Meninjau Lemahnya Kemauan dan Rendahnya Cita-cita

- Advertisement -spot_img

Beberapa pengamat  menilai adanya perbedaan  yang nampak   antara karakter generasi yang lahir dan tumbuh  sebelum tahun 90-an dengan generasi sesudahnya. Generasi pertama,  secara  umum tumbuh  dengan kesederhanaan dan keterbatasan fasilitas. Sehingga jika mereka menginginkan sesuatu, mereka harus  bersabar atau  berusaha terlebih dulu jika ingin harapannya segera  terwujud. Sedangkan generasi kedua tumbuh saat teknologi semakin maju dan fasilitas semakin mudah. Sehingga mereka bisa mendapatkan keinginan dan kebutuhan mereka dengan mudah dan instan.

Alhasil, dengan latar belakang yang berbeda  generasi pertama tumbuh  dewasa dengan mental yang kuat, ulet, kerja keras dan keinginan dan pandangan ke depan yang jelas. Sedangkan generasi kedua tergambar seperti yang banyak dikeluhkan para guru dan orang tua hari ini; malas  belajar, apa-apa harus disuruh, kalau tidak disuruh tidak jalan dan ungkapan lainnya yang menunjukkan rendahnya cita cita  dan  motivasi  .

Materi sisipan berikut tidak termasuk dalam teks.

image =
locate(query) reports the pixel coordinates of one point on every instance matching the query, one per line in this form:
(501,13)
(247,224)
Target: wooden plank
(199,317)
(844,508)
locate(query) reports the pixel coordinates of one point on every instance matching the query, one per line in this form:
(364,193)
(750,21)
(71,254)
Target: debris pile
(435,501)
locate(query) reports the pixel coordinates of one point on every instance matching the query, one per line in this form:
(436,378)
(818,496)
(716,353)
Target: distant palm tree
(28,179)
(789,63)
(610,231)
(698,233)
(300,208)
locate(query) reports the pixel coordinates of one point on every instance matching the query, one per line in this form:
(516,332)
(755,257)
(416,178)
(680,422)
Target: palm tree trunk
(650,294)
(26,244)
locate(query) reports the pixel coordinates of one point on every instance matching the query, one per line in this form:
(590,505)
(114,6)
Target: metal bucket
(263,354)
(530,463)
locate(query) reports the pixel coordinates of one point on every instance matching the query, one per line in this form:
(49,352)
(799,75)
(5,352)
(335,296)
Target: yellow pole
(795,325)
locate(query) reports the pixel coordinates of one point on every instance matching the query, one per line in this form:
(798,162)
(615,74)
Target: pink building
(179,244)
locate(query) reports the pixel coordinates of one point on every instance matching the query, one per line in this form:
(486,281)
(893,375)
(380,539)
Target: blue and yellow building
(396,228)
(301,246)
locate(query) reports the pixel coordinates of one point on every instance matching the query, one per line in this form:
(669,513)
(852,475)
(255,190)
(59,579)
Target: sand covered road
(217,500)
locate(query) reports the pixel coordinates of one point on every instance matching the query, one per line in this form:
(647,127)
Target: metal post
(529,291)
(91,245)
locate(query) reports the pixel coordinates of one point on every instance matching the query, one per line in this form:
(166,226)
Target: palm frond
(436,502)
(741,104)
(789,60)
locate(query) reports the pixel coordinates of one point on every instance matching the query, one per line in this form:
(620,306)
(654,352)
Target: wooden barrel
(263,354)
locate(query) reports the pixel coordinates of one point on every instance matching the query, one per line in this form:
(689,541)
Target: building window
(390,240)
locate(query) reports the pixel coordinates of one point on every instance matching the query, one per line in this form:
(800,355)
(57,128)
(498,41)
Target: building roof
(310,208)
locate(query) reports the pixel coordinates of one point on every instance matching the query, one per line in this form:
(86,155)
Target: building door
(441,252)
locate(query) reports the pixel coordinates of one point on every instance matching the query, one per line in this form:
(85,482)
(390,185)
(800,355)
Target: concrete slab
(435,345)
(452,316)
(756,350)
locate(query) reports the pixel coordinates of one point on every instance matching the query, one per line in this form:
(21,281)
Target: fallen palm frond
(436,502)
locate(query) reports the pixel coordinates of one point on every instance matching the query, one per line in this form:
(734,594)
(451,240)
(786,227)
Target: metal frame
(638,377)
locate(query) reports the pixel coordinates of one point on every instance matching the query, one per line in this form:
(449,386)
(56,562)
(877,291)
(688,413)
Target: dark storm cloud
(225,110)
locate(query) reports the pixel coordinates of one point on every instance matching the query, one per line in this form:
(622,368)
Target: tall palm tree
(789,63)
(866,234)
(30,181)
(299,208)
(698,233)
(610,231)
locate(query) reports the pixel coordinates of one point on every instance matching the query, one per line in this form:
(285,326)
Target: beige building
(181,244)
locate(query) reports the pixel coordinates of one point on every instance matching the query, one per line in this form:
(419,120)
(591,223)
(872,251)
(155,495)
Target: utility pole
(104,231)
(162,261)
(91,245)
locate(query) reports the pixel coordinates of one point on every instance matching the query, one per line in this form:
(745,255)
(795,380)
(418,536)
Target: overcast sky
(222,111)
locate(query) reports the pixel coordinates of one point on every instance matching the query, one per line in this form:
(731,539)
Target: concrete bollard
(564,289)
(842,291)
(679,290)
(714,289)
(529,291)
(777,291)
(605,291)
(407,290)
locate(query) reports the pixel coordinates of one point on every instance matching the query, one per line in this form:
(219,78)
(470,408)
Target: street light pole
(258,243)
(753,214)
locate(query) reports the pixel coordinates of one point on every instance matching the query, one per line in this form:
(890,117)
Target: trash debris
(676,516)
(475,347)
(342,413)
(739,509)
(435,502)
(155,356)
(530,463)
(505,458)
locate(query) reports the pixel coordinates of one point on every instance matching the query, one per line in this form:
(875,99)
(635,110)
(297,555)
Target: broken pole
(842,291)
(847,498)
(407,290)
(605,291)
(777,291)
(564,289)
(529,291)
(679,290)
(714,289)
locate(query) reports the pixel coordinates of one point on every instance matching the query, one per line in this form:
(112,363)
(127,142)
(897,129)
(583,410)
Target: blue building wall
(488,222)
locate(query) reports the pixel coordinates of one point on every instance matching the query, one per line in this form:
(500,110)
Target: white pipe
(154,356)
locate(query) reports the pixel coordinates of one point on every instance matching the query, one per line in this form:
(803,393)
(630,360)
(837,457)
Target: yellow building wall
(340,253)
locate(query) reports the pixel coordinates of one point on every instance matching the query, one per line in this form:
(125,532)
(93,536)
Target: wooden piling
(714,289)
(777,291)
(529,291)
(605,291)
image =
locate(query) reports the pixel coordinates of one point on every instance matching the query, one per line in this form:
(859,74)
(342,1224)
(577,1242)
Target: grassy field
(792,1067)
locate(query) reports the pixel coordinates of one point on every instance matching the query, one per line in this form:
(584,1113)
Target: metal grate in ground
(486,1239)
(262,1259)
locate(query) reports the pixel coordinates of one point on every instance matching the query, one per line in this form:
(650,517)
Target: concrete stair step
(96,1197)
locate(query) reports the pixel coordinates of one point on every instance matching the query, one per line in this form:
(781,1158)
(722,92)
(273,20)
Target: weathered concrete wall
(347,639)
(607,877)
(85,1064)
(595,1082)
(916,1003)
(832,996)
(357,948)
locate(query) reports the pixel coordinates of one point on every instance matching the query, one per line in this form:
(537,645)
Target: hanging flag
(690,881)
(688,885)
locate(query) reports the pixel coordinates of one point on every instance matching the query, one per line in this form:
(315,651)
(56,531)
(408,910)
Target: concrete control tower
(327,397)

Memiliki  cita-cita/harapan yang tinggi (uluwwul himmah) adalah sifat yang  terpuji. Dari sini lahirlah keinginan yang kuat ( quwwatul irodah ) yang kemudian akan mengantarkan seseorang untuk mau bekerja keras, belajar sungguh-sungguh, pantang menyerah, tahan terhadap kesulitan dan tekanan, serta bersedia untuk  mengerahkan segala  usaha, fikiran, waktu dan tenaga untuk mencapai apa yang dicita-citakan.

Salafush shalih  telah memberi contoh kepada kita bagaimana mereka memiliki  himmah/cita-cita yang tinggi.  Dalam sebuah riwayat disebutkan bahwa  Abu Bakar Ash Shiddiq radhiyallahu ‘anhu saat mendengar  Rasulullah sedang  mengabarkan tentang pintu-pintu surga yang akan memanggil para penghuninya, sehinggga ada orang yang dipanggil oleh pintu shalat, pintu sedekah, pintu jihad dsb.  Maka Abu Bakar pun bertanya:  “Wahai Rasulullah,  adakah orang yang dipanggil dari semua pintu tersebut ? “

Nabi menjawab : “Ada. Dan semoga engkau termasuk dari mereka wahai Abu bakar.” ( HR. Bukhari, No 3666)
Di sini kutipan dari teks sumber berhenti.